Fernanda Pressinott
Blog
Fernanda Pressinott

Comanda o CNN Agro. Atua há mais de 25 anos em economia e agronegócio, com passagens pelo Valor Econômico, Globo Rural, Isto É e como comentarista na Globo News. Tem MBA pela FIA, Insper e FGV.

Na Agrishow, picapes ganham protagonismo e animam montadoras

Com expectativa de alta nas vendas e condições especiais de financiamento, segmento de utilitários cresce no agro enquanto modelos a diesel seguem líderes no campo

Compartilhar matéria

Na Agrishow, nem só de tratores e colheitadeiras vivem os negócios. Quem anda pelos corredores da feira em Ribeirão Preto percebe rapidamente: as picapes também viraram protagonistas.

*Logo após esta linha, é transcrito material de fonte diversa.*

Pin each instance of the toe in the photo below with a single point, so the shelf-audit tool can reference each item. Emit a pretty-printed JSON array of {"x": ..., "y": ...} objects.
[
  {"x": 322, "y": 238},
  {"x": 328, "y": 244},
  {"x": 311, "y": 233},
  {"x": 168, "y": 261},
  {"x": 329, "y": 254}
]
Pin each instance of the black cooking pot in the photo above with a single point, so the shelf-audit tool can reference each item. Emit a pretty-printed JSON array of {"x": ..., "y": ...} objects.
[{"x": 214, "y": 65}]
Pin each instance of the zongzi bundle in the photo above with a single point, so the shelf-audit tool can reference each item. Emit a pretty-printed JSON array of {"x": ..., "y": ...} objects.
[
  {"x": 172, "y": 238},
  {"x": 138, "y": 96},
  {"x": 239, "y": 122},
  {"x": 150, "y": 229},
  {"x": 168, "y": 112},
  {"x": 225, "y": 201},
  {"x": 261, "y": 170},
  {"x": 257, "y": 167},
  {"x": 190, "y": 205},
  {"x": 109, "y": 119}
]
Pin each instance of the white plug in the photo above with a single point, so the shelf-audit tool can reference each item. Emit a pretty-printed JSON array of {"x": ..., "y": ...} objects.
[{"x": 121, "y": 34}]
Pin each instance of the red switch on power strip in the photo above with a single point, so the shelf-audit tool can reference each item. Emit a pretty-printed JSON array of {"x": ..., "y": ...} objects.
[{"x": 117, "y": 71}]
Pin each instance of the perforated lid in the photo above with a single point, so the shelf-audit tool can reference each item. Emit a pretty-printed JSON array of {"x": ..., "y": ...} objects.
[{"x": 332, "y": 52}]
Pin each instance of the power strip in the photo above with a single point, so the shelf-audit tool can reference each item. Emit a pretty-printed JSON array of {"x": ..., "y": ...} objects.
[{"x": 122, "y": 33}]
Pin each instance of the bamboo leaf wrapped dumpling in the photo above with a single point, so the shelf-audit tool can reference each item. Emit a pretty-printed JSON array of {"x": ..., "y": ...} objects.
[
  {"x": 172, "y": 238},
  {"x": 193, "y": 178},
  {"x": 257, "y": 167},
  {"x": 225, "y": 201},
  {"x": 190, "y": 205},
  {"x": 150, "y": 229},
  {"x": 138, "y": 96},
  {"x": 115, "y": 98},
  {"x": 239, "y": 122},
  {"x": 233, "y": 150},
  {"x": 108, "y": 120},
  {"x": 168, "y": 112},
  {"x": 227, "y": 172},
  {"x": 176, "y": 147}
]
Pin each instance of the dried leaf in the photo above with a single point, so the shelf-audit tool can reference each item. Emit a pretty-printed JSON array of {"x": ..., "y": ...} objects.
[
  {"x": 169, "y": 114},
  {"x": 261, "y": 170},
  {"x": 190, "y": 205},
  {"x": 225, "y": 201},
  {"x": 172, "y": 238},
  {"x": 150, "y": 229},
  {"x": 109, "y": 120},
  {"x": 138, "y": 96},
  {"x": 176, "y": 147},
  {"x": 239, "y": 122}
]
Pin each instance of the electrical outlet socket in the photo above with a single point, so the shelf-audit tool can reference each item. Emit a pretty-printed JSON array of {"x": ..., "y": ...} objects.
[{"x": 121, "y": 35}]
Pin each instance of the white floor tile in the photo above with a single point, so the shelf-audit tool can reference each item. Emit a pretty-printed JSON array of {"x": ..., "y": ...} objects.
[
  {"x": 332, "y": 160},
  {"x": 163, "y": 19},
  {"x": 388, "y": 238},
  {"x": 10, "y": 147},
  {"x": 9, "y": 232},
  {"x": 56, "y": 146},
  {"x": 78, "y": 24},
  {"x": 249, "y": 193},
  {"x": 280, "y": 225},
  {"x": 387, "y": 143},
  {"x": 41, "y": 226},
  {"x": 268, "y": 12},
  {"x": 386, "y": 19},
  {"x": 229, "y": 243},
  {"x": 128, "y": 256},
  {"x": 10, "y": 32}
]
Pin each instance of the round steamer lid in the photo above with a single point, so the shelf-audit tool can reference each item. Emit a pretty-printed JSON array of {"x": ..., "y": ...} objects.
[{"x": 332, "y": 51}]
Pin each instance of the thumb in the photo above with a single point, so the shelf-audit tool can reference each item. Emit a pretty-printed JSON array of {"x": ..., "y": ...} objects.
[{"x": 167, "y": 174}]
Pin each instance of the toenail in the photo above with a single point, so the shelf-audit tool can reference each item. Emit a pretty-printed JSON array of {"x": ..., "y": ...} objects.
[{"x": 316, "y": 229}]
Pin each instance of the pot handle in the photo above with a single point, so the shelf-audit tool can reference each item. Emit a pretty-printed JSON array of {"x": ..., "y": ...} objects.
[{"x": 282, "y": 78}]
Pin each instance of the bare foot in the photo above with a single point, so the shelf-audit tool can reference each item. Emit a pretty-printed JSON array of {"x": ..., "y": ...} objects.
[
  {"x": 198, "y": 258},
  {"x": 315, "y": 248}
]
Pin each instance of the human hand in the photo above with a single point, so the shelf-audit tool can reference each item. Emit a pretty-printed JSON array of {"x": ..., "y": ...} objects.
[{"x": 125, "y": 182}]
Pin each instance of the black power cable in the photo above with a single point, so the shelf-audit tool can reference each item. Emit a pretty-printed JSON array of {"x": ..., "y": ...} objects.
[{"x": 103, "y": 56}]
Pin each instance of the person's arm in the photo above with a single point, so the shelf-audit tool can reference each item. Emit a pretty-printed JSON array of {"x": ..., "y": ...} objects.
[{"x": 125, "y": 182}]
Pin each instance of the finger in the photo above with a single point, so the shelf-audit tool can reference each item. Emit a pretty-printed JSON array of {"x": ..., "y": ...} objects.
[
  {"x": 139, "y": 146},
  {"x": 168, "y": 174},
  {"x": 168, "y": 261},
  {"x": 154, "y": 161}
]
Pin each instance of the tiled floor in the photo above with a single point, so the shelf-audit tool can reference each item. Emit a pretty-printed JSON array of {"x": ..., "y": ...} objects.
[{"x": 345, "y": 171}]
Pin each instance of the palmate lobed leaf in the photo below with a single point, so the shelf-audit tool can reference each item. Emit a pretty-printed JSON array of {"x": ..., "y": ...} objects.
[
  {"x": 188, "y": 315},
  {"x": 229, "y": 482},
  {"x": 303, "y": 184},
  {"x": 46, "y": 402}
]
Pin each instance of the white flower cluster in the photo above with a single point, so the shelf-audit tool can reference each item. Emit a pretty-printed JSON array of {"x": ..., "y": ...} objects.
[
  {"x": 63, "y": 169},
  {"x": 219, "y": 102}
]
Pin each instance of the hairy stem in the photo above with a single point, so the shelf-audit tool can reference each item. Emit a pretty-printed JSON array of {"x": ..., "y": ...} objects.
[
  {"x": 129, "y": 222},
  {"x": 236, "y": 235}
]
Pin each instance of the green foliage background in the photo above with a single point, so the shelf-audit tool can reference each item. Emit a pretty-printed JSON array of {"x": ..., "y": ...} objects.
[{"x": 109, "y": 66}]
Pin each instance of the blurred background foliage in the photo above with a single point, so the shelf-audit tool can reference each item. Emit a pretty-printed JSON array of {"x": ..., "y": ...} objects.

Para muitos produtores, elas são tão essenciais quanto qualquer implemento agrícola — afinal, são parte da rotina dentro e fora da fazenda. E, neste ano, o clima para esse segmento está até mais animador do que para as máquinas pesadas.

Montadoras ouvidas durante o evento falam em um cenário otimista, com expectativa de crescimento de pelo menos 10% nas vendas em comparação com o ano passado. E esse ritmo já começou forte: só no primeiro dia, uma fabricante fechou cerca de 70 negócios.

O foco segue claro — picapes médias e grandes, pensadas para encarar o trabalho pesado no campo. “Nosso segmento é muito focado nessas categorias, e temos vendido muito bem aqui”, resume Rodrigo Lombardi, gerente regional da Volkswagen do Brasil.

Claro que nem tudo são flores. Os juros altos ainda pesam na decisão de compra, especialmente quando se trata de um investimento desse porte. Mas o agro continua tendo tratamento diferenciado — e isso faz diferença.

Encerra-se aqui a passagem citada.